The Police Department's 10-Year Capital Commitment Plan contains $1.99 billion for Fiscal Years 2019 through 2029. The September Capital included additional funding for 100 Old Slip, totaling $13.3 million. This funding will allow for a comprehensive renovation of 100 Old Slip, a historic landmark building located in the heart of Lower Manhattan's Financial District. The NYPD will incorporate a public-use space in addition to running a law-enforcement operations facility.
Across the NYPD, we will continue to leverage every tool available to us to keep New York City safe, including the use of new and innovative technology. We are keenly focused on technological advances, and how they can be applied to fighting crime, creating safer and more-efficient ways for police officers to do their jobs, and contributing to the important work of building trust. Building trust with the people we serve; fighting traditional crime; combating international terrorism — none of this is easy. But cops do not take these jobs because they are easy. People join the police department to make a difference — to do good, and NYPD members accomplish that every single day. And they do it in newer, and better ways every day, too.

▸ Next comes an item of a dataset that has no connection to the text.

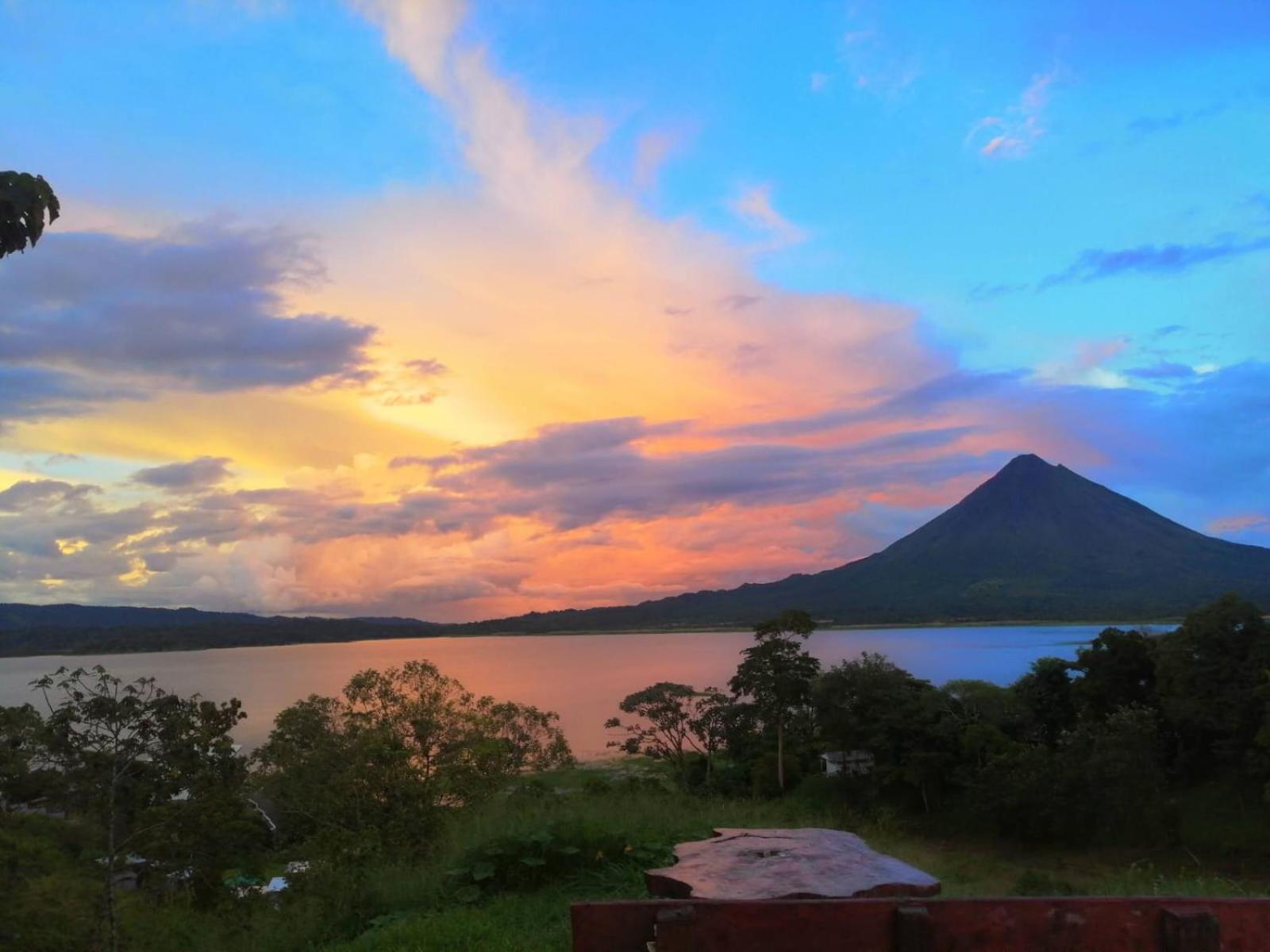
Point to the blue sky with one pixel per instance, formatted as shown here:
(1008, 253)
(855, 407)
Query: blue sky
(1075, 196)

In closing, I can tell you our city is in much better shape today than it was when I became a cop in 1983. Those of you who lived and worked here decades ago know it, too: This is not the same city it was in the 1980s and 1990s. And each year, we make even greater headway. Together, we are proving that New York City is the place that others across our nation want to emulate. And we are setting that tone through our brand of New York policing.